Consciously or unconsciously we all think of our hometown. That’s what brings us back to family reunions, that’s what gets us to move back to places, that’s what we compare things to when we are considering a move to somewhere new.
Recently some friends of mine that I knew in Portland 20 years ago moved back to Portland, after spending many years in Davidson, NC. They liked that place, but they never considered it “home”. Neither are from Portland originally, but they considered it home all the time they were “away” and always thought about moving back there. Now that they are ensconced there, they are thinking about how they will live out their retirement there. In short, they are thinking of themselves as permanent, and they are very much tied to the place again emotionally and in their day-to-day activities.

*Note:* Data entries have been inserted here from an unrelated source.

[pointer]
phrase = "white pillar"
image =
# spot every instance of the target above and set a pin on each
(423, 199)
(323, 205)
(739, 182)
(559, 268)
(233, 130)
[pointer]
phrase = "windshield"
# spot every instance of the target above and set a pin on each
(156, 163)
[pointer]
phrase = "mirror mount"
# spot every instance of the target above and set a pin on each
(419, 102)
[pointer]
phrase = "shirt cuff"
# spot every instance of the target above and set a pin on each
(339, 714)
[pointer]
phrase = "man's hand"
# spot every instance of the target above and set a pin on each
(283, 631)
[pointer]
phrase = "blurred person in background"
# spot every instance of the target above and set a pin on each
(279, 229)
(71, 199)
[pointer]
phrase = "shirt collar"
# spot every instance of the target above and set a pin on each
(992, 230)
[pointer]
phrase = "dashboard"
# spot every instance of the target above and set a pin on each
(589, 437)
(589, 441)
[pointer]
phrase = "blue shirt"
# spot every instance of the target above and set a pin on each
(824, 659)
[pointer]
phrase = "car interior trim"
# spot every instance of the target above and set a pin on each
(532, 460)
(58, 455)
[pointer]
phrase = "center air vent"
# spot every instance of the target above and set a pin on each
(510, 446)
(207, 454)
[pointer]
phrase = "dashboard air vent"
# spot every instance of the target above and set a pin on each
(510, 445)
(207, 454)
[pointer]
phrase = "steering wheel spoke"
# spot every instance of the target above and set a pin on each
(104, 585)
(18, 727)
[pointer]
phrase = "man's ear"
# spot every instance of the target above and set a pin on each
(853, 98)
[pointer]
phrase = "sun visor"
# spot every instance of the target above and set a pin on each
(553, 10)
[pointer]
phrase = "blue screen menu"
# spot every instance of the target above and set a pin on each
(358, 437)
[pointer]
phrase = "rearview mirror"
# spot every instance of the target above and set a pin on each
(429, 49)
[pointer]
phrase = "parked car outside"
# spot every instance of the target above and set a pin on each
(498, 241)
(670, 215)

When I asked a friend of mine about how to deal with retail gentrification in Los Angeles, he answered, very quickly and very simply, “we just need to create more good places”. The same is true of hometowns. A lot of these old factory and resource towns do not have a future, while a lot of the growth centers, places like Houston and Phoenix and Silicon Valley have no real community or sense of place. It is almost a hopeless task to find a new economic place for those withering old towns. It is possible, however, to make the growth places better places to live, so that they become new hometowns, the same way Portland did for my friends.
sagecat22 says
There are towns like this all over not the country, though they may be more numerous in the midwest Rust Belt. There have been towns mentioned on the national news recently in the south and west, newsworthy due to their being for sale. More like ghost towns, these small communities are down to virtually no residents, but apparently their owners think they have some worth.
As in evolutionary biology, which has discovered that adaptations often occurred very rapidly in response to relatively sudden change (and when they didn’t among some life forms, they disappeared) cultural evolution may be experiencing the same phenomenon. Significant global changes are not going to quietly respect the desire of Americans to live as we did, or think we did, in the 1950’s – 60’s. The very small window of time for the sort of economic growth and community development of post WWII America should have been a hint of its artificiality. We are in a very different place now, towards which we have been heading for decades, but seem to prefer not to acknowledge that fact.